Breakfast by Kai Staats

For me, exercise and breakfast set the day in motion. They determine, in some ways, how successful I will be at accomplishing my goals. Therefore, I look forward to each and embrace them as serious fun.

  1. Wake shortly after sunrise.
  2. Glance over the railing at the end of the walkway to determine if the surf is good or a pass day. Change into my running shorts or wetsuit then head down to the beach.
  3. 7.5km, to the second estuary and back again, or surf.
  4. Return to my flat, shower, and change into my attire for the day.
  5. Fire up the computer, music that fits the day (anything from Bach to Enya or Fleetwood Mac, Aretha Franklin to George Winston to Styx).
  6. Fix breakfast and read a science journal or novel while eating.
  7. Check email, code, research, research, research …
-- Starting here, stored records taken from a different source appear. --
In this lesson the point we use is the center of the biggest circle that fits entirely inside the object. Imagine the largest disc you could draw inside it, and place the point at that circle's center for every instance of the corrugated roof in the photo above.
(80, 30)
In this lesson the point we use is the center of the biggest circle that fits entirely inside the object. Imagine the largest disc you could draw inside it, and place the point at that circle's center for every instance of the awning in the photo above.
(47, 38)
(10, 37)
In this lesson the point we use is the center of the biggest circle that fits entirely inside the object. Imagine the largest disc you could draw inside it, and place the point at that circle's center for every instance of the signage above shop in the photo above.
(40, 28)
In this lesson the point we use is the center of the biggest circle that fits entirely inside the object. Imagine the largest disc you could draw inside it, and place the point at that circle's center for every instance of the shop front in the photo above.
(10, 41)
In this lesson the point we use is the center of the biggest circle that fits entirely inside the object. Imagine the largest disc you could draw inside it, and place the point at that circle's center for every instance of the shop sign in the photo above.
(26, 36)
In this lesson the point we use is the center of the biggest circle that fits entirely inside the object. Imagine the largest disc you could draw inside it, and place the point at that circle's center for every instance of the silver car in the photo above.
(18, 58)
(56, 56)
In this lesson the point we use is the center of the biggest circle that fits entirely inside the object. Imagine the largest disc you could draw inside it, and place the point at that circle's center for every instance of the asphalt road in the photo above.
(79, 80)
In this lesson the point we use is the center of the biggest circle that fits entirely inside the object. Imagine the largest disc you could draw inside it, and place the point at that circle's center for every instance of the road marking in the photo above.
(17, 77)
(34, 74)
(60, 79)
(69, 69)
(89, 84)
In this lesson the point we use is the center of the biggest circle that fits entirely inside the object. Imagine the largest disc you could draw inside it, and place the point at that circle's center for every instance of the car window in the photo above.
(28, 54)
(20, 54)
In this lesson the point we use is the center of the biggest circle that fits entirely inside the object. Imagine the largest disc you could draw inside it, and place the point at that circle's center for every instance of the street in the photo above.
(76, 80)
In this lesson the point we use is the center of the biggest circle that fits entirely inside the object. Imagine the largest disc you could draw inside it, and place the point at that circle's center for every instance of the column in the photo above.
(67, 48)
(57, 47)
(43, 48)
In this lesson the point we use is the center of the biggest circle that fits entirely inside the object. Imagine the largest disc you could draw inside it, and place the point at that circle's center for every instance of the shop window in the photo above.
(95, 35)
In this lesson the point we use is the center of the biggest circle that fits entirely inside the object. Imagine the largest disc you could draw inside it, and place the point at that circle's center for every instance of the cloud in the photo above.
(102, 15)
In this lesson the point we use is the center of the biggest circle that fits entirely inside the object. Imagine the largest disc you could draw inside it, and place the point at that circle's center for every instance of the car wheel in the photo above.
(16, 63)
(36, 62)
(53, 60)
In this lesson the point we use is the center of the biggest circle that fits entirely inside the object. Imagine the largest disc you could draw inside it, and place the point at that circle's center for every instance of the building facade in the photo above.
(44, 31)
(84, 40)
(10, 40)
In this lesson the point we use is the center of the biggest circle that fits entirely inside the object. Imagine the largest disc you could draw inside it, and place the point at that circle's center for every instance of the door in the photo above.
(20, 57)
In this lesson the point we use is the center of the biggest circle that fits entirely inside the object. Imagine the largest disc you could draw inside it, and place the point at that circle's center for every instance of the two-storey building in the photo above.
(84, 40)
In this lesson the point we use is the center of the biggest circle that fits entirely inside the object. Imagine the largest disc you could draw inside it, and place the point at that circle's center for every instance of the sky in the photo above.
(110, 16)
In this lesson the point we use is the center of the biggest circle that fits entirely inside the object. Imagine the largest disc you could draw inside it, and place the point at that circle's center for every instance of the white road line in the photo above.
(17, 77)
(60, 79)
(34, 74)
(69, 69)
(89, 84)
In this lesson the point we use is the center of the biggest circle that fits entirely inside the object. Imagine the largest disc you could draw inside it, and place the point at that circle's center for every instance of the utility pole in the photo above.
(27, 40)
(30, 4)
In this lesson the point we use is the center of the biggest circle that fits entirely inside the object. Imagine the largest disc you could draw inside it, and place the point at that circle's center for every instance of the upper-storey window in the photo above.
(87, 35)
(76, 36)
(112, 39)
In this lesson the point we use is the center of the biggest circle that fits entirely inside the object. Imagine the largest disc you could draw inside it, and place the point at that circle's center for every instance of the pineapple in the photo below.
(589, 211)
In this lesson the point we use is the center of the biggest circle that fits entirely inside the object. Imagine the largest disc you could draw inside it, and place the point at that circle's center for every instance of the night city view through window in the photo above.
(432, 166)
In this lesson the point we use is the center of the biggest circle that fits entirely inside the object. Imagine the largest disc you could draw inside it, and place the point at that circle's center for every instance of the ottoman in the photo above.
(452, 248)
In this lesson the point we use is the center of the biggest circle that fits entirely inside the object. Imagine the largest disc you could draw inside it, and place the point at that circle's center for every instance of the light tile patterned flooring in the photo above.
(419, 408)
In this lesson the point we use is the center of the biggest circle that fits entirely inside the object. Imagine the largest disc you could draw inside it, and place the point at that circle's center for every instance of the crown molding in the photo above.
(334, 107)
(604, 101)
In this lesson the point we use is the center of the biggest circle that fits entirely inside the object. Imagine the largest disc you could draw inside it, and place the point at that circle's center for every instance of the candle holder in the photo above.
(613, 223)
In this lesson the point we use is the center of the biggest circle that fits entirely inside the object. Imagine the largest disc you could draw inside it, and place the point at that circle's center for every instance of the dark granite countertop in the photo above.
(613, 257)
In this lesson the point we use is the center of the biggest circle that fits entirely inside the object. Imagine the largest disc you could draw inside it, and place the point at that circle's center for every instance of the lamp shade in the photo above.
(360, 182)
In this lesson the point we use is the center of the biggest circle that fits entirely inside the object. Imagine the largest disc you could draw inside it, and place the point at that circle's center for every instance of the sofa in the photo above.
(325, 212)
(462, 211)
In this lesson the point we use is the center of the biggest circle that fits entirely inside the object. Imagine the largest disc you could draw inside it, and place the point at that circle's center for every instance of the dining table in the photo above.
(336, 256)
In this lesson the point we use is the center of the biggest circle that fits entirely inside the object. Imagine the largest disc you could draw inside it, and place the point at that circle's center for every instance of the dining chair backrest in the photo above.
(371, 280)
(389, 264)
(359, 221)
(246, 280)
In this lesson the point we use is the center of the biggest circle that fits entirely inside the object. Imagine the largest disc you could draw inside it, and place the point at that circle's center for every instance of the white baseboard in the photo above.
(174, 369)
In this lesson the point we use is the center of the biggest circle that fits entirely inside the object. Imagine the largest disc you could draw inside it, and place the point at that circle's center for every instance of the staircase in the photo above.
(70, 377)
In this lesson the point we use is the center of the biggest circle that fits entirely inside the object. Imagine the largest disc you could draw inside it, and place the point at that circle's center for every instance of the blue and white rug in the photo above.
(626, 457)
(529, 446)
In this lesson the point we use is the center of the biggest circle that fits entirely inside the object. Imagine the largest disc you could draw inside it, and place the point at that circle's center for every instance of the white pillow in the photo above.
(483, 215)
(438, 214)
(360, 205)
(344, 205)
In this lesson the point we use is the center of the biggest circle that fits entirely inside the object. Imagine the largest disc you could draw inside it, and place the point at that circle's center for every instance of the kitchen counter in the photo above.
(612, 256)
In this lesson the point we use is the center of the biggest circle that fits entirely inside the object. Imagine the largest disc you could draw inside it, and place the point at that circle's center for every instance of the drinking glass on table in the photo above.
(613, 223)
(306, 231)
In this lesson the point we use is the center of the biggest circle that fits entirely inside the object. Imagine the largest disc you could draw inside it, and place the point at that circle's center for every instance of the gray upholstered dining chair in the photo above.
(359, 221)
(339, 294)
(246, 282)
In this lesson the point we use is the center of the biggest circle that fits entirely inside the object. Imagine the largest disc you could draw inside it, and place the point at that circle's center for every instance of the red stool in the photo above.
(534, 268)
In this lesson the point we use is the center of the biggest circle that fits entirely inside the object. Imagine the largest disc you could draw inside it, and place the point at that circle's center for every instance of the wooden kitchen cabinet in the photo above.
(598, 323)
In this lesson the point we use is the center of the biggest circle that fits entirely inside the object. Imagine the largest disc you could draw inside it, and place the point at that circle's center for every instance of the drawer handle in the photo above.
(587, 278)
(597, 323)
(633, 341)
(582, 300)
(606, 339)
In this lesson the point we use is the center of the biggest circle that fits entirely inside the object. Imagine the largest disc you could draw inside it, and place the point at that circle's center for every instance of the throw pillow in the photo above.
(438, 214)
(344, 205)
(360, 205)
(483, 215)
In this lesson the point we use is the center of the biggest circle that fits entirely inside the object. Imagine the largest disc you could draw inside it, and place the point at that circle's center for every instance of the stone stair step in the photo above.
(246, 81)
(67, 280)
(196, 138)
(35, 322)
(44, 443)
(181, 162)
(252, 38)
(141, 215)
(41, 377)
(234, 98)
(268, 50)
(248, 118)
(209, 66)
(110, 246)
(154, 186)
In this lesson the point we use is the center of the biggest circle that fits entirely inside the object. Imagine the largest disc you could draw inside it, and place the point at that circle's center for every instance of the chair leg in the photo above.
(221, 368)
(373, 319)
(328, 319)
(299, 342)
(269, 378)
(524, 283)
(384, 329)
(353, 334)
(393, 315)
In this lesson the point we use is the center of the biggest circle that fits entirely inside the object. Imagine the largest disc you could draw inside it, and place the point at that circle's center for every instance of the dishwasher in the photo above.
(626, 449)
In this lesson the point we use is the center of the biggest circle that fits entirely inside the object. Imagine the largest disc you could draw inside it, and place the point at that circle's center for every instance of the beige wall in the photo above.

Breakfast by Kai Staats Today I prepared a fruit smoothie from a half dozen small ice cubes, juice oranges, apple, avocado, handful of dates, ginger and honey. I cook the onions, garlic, and chilli pepper with 4 eggs in a skillet, topped by mushrooms and tomatoes sautéed in unsalted butter and shredded cheese. Prep to consumption: less than thirty minutes including cleaning, doing dishes as I go. If I prep a few items the night before, a quarter of an hour total.

Delicious, nutritious, filling and grounding.

It does not take a scientific research study to draw the connection between how we fuel our bodies and how our bodies and minds function. Rather, we need to be reminded of what not long ago came more naturally, when our lives were not so fast-paced, when food preparation was a time to prepare for our day.

Everything you see came from the Ethical Co-Op. Not as pretty as the greenhouse ripened, chemically treated, and wax coated fruits and veggies found in the super market, but that’s the point—this is food before marketing decided it should be shiny, BIG, sweet and fun. Many of us have forgotten that food grows in soil. It is wrinkled, imperfect, and delicious in ways an entire generation has never enjoyed.

Our bodies are nothing more than an expression of what we put in. If we expect a cardboard box, a shrink-wrapped styrofoam tray, or a heavily processed “healthy-start breakfast bar” to replace the real thing, we are a victims of advertising designed to sell nothing more than a chemically engineered product made to look like food and sit on the shelf without going bad such that neither the distributor nor the retailer will report lost income to food gone bad.

In the past fifty years, in the lifetime of my parents, we have gone from carrying canvas bags to and from a small, locally owned market to the expectation that everything we consume comes in a box, plastic bag, carton, or container whose sole function is catching our attention on the shelf, and subsequent, easy transportation to our homes where we quickly discard the packaging.

I often consider the fossil fuel and raw materials consumed to package modern food. Farmed trees cut, transported, shredded, pulped, bleached, stabilised, rolled into paper and cardboard then trimmed, printed, and glued into a box to hold what may be consumed in a single meal. Every plastic container began as a fossil fuel formed 300-500 million years ago. Carbon, trapped deep in the Earth released and processed through the complex, power consumptive process of refining, manufacturing, and distribution in order that we can have four, maybe five spoonfuls of yoghurt or quickly unwrap a breakfast burrito on our way out the door.

This is nothing less than insane! Yet, it has become the norm.

Surely, there is a means to return to a life in which we are closer to our food, making clear our consumer preferences through how we spend our dollars and rand. We can visit local farms, and learn how modern farmers struggle and succeed. We can join farming cooperatives, tend to a community garden one afternoon each month. We can grow tomatoes, peppers, and herbs on window sills and balconies, in the narrow spaces between our homes.

We can return to a breakfast that is as enjoyable to prepare as it is to consume, and rest assured we have engaged in a practice that supports a sustainable mind, body, environment and soul.